Feathers will be flying without delay as badminton clubs around the country respond to the lifting of restrictions on community sport, says Badminton New Zealand Chief Executive Joe Hitchcock.
Hitchcock has been in regular contact with regional associations and clubs throughout the lockdown and senses a real hunger for players to get back on court.
“Our community are very focussed on getting back on court as soon as it is safe to do so. They are doing everything possible to ensure we can restart the sport we all love,” he said.
Badminton in New Zealand has been on a steady upwards trajectory over the past five years, driven by a popular grass-roots coaching programme in schools, a growing club and event scene, and a diverse workforce of coaches and volunteers spread throughout the country.
The sport’s growth in schools is the result of a multi-pronged approach, delivering the Badminton World Federation’s Shuttle Time programme to over 40,000 kiwi students each year, while also training volunteers and teachers to keep delivering badminton in schools.
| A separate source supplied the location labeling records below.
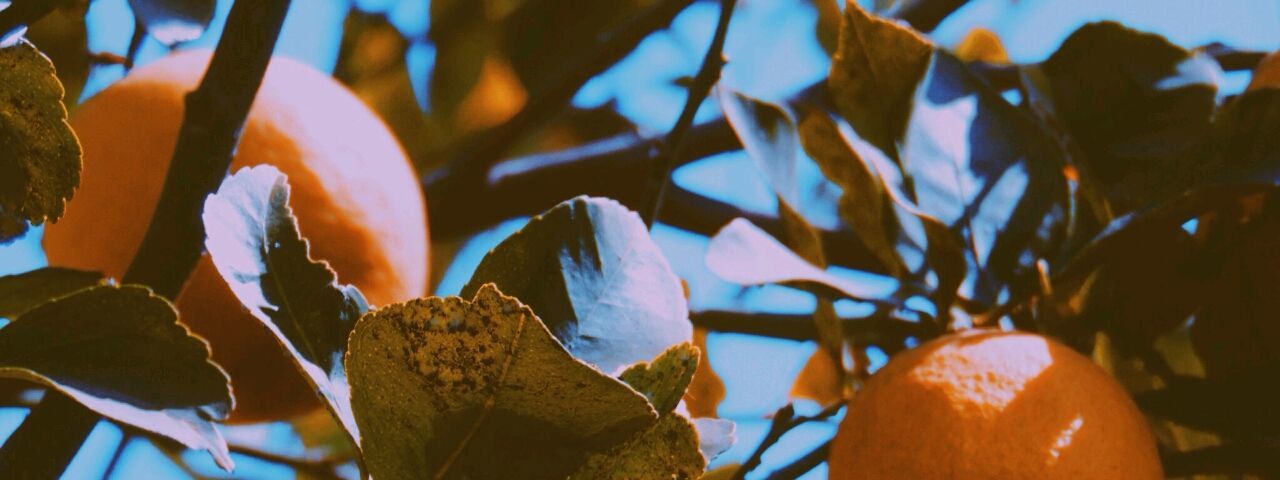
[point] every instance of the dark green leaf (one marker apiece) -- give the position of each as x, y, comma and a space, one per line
668, 449
590, 270
744, 254
1138, 106
873, 73
987, 172
40, 158
480, 389
768, 136
1238, 405
120, 352
663, 382
27, 291
255, 243
174, 21
464, 37
863, 202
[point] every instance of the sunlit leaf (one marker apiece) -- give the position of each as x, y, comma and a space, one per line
1138, 106
255, 243
873, 73
120, 352
174, 21
668, 449
27, 291
987, 172
744, 254
768, 136
456, 388
40, 158
590, 270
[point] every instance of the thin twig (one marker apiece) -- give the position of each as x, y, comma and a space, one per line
784, 420
800, 327
49, 438
126, 438
801, 465
452, 187
673, 146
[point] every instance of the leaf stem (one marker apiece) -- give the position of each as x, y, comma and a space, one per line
46, 442
673, 146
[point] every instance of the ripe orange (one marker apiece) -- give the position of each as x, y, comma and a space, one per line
355, 195
991, 405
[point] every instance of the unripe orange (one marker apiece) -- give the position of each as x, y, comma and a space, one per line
353, 191
992, 406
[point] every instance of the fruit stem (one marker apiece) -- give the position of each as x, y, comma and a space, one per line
51, 434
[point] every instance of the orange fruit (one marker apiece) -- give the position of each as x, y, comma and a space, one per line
992, 405
353, 191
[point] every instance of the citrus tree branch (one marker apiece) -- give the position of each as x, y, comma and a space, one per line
673, 146
45, 443
452, 187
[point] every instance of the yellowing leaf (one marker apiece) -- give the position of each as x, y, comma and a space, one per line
27, 291
663, 382
480, 389
705, 391
666, 451
819, 379
982, 45
862, 201
873, 74
40, 158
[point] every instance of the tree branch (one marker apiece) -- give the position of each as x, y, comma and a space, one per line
452, 187
800, 327
45, 443
22, 13
784, 421
673, 146
801, 465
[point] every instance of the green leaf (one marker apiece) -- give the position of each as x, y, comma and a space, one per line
40, 158
668, 449
873, 73
1138, 106
987, 172
768, 136
480, 389
254, 241
122, 352
863, 202
663, 382
174, 21
744, 254
22, 292
593, 274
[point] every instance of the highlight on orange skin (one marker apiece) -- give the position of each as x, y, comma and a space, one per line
353, 191
991, 405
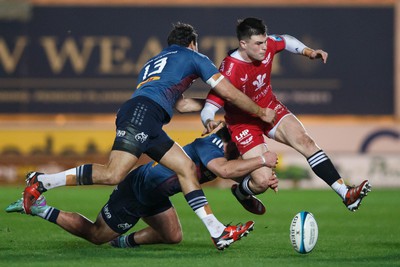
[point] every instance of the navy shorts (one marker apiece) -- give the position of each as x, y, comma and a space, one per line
139, 125
124, 208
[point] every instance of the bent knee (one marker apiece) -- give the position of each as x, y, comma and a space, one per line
174, 238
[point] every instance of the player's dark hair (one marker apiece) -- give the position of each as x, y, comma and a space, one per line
250, 26
182, 34
224, 134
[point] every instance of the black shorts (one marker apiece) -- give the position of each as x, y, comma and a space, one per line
124, 209
139, 128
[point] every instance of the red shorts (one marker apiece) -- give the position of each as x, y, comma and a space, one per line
248, 131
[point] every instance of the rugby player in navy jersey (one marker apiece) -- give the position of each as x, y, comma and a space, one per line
144, 194
139, 123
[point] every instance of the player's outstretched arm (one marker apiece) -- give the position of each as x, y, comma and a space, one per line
241, 167
185, 105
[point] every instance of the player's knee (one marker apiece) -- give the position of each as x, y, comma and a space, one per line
111, 177
96, 241
188, 168
174, 237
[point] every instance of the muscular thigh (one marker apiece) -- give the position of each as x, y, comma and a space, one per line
291, 132
260, 175
165, 223
124, 208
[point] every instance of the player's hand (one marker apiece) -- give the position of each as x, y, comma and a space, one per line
268, 115
273, 182
319, 54
271, 159
210, 126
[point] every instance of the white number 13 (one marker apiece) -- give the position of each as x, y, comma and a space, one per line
157, 67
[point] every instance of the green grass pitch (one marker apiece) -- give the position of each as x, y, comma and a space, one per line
368, 237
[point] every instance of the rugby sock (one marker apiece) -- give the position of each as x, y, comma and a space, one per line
50, 214
243, 191
199, 204
84, 174
50, 181
323, 167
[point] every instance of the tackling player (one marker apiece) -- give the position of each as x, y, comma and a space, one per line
139, 122
145, 192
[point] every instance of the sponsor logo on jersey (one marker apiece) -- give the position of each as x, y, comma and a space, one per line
124, 226
259, 82
267, 59
141, 137
242, 135
245, 78
154, 78
222, 67
244, 138
247, 141
107, 212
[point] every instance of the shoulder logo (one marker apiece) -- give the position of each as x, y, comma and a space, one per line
259, 82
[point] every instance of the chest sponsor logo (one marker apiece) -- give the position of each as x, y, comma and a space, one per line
259, 82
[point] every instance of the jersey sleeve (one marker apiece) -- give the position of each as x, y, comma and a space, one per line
277, 42
205, 68
214, 99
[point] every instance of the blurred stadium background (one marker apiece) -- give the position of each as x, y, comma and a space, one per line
66, 66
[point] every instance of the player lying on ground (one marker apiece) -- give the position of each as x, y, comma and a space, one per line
140, 120
249, 69
145, 192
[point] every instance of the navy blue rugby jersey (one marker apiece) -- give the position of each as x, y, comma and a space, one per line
166, 76
152, 182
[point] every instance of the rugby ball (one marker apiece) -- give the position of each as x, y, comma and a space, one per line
303, 232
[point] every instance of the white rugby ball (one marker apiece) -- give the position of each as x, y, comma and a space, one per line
303, 232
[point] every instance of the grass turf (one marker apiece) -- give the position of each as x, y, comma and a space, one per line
368, 237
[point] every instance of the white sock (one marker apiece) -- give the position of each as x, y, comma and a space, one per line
55, 180
214, 227
340, 188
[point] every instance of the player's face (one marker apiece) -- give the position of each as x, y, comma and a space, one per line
255, 47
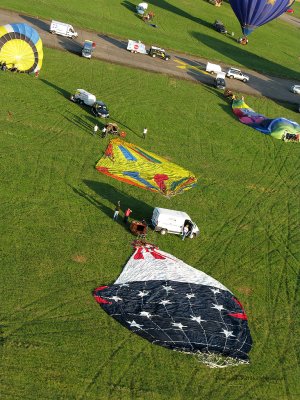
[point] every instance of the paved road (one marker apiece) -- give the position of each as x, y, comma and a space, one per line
180, 66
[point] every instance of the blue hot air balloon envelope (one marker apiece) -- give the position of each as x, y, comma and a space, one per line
254, 13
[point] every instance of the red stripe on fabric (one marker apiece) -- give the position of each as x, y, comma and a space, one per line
99, 299
238, 315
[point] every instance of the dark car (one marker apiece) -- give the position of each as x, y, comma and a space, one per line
220, 83
100, 109
219, 27
158, 52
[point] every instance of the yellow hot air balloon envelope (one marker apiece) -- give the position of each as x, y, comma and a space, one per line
131, 164
21, 47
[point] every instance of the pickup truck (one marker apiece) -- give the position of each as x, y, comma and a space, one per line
237, 74
136, 47
213, 68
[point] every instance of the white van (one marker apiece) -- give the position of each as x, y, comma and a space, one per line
171, 221
213, 68
220, 81
60, 28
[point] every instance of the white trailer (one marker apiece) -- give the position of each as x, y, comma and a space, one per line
141, 8
98, 108
136, 47
213, 68
171, 221
62, 29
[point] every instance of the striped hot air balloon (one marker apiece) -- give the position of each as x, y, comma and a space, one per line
174, 305
21, 47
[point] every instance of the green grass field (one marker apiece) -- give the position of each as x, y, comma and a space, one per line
183, 25
59, 241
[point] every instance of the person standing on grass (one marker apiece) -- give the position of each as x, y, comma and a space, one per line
126, 215
96, 127
185, 231
117, 210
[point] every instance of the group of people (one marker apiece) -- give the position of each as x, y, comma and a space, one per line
4, 67
107, 129
186, 231
117, 211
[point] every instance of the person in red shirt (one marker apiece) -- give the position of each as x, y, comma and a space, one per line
126, 215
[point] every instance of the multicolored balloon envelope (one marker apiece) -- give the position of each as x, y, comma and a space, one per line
132, 164
21, 47
279, 128
174, 305
254, 13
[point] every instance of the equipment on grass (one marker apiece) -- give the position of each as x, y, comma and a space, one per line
279, 128
131, 164
21, 48
176, 306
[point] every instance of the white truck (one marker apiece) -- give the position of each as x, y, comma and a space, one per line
220, 81
141, 8
237, 74
98, 108
62, 29
136, 47
171, 221
88, 48
213, 68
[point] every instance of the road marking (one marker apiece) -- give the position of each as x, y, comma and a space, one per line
184, 65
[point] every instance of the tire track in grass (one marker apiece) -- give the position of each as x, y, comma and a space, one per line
233, 216
97, 374
42, 312
113, 386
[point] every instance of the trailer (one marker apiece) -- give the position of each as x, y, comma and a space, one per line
98, 108
136, 47
88, 48
62, 29
213, 68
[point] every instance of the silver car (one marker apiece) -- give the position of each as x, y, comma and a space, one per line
295, 89
237, 74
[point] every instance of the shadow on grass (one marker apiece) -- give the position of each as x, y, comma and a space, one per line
175, 10
121, 44
241, 55
70, 45
60, 90
113, 195
130, 6
37, 22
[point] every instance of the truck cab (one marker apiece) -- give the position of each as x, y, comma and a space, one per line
237, 74
158, 52
88, 48
171, 221
100, 109
62, 29
220, 81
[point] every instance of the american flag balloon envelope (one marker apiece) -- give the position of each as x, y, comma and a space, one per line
174, 305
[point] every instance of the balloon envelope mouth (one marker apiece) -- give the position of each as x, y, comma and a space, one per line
19, 52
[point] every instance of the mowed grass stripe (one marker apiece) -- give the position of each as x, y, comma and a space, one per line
59, 241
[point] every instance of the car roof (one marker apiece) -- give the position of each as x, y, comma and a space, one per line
174, 213
157, 48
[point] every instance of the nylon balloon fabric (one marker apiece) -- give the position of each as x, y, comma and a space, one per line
21, 47
254, 13
131, 164
279, 128
174, 305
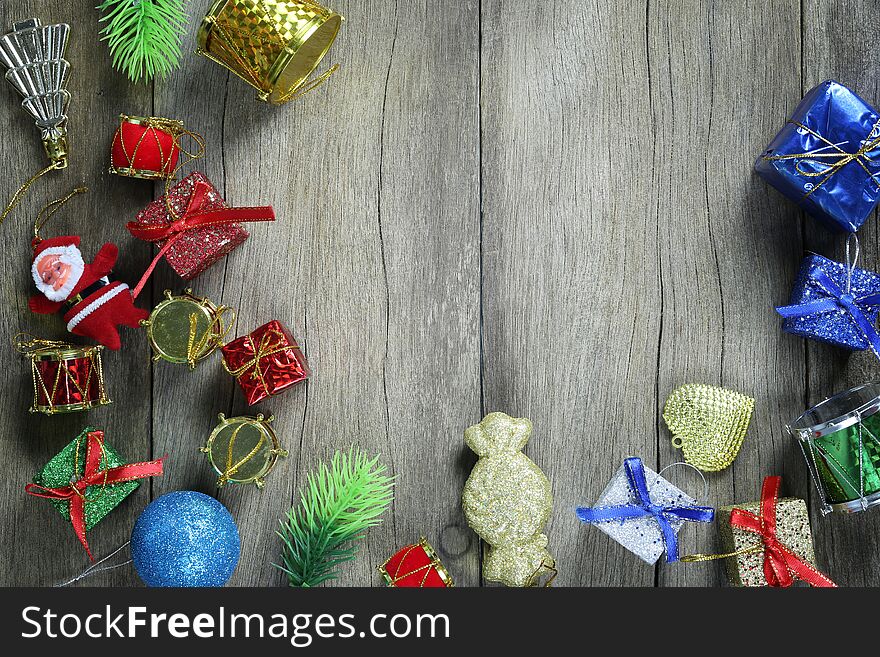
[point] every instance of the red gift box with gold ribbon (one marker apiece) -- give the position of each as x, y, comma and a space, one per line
416, 566
266, 361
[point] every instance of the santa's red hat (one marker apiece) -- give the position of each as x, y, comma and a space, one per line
66, 249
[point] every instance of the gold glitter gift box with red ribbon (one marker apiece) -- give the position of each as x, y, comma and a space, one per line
266, 361
194, 226
769, 542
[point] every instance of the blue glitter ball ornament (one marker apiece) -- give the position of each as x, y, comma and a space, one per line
185, 538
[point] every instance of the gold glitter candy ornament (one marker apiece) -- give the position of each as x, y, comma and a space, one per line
507, 501
708, 424
273, 45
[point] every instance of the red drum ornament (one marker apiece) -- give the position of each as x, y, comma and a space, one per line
146, 147
67, 378
416, 566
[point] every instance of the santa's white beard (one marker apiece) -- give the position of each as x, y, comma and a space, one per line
69, 255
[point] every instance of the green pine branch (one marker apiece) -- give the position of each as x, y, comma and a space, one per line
143, 35
339, 503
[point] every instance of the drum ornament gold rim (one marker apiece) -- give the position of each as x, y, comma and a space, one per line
173, 127
61, 355
266, 83
213, 338
263, 424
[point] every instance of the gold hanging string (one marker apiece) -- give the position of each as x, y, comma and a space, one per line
153, 125
19, 193
308, 86
191, 156
837, 158
543, 566
231, 468
51, 208
695, 558
27, 344
196, 345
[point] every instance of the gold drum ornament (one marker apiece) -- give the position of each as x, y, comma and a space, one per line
243, 450
186, 328
273, 45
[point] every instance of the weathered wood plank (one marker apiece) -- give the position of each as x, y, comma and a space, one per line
837, 38
570, 310
37, 548
725, 240
377, 234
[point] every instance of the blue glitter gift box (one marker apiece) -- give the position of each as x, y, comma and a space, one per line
644, 512
827, 157
835, 304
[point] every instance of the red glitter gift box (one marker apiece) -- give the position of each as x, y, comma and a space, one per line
416, 566
197, 248
266, 361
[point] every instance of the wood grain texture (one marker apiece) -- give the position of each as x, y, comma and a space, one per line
547, 210
843, 542
570, 311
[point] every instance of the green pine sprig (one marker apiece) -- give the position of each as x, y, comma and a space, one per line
143, 35
339, 503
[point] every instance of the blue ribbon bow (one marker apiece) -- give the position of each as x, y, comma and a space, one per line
838, 299
644, 507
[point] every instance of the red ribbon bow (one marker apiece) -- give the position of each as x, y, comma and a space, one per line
193, 217
780, 563
92, 475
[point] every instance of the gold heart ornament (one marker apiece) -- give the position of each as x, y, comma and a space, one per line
708, 424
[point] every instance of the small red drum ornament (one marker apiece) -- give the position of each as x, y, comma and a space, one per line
146, 147
416, 566
67, 378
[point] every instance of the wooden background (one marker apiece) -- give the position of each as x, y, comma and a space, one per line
542, 208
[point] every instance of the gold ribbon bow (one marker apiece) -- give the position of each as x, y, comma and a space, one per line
264, 349
829, 161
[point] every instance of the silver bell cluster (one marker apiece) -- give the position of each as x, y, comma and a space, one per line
34, 55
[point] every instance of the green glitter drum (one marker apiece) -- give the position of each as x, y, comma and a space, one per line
840, 438
243, 450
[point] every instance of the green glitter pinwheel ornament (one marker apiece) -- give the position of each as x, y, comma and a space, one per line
143, 36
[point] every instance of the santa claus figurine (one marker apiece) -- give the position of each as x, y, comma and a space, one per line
93, 304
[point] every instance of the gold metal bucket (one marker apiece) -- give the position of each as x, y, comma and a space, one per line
273, 45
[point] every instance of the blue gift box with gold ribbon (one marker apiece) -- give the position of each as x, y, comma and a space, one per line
834, 303
827, 157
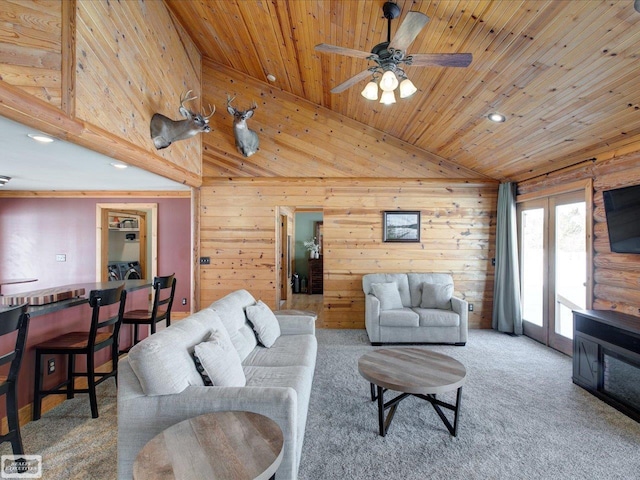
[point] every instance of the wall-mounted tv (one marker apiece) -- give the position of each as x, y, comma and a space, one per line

The results speak for themselves – badminton is one of the fastest growing sports in the secondary school space, with over 11,000 students representing their school in 2019 and has more students competing than tennis, squash and table tennis combined.
Although badminton halls around the country have been quiet since the 25 March lockdown began, players and coaches have taken the sport online in innovative ways to stay connected and to keep their skills sharp. Badminton courts have popped up in backyards, with nets strung up between outdoor furniture and coaching lessons have been delivered via Zoom and the Sky Sport Next Home Advantage YouTube series.
Even at the highest level, New Zealand’s top players have been holding training sessions online to keep on top of their conditioning and fitness. There has still been time for a bit of fun too, with a social media video produced by the squad being shared worldwide, with over 220 thousand views to date.
Also eager for the resumption of community sport are over 300 clubs spread throughout the country. With plenty of support from their regional associations, these clubs have been working hard and putting in place precautions to ensure their players stay safe as they begin to reopen their doors.
The keenness to return is shared by the sport’s administrators, who have been coming together regularly. A set of working groups have been established, drawing on expertise from around the country to consider what badminton might look like in a post-Covid world and how the sport can be ready to take advantage of the new environment.
A key focus is the imminent arrival of AirBadminton on our shores. Featuring a newly developed, wind-resistant shuttle, AirBadminton opens many new opportunities for the sport, which has traditionally been played indoors. This new shuttle makes in-school lessons and continued backyard play even more accessible and will help to ensure badminton continues its remarkable growth.
Hitchcock is confident that the sport will emerge from Covid-19 even stronger.
“Covid-19 has forced us to critically assess everything that we do. While many things will change, we remain confident that the universal appeal of badminton and its link to the changing face of New Zealand means we will continue to inspire more and more Kiwis to love badminton for life.”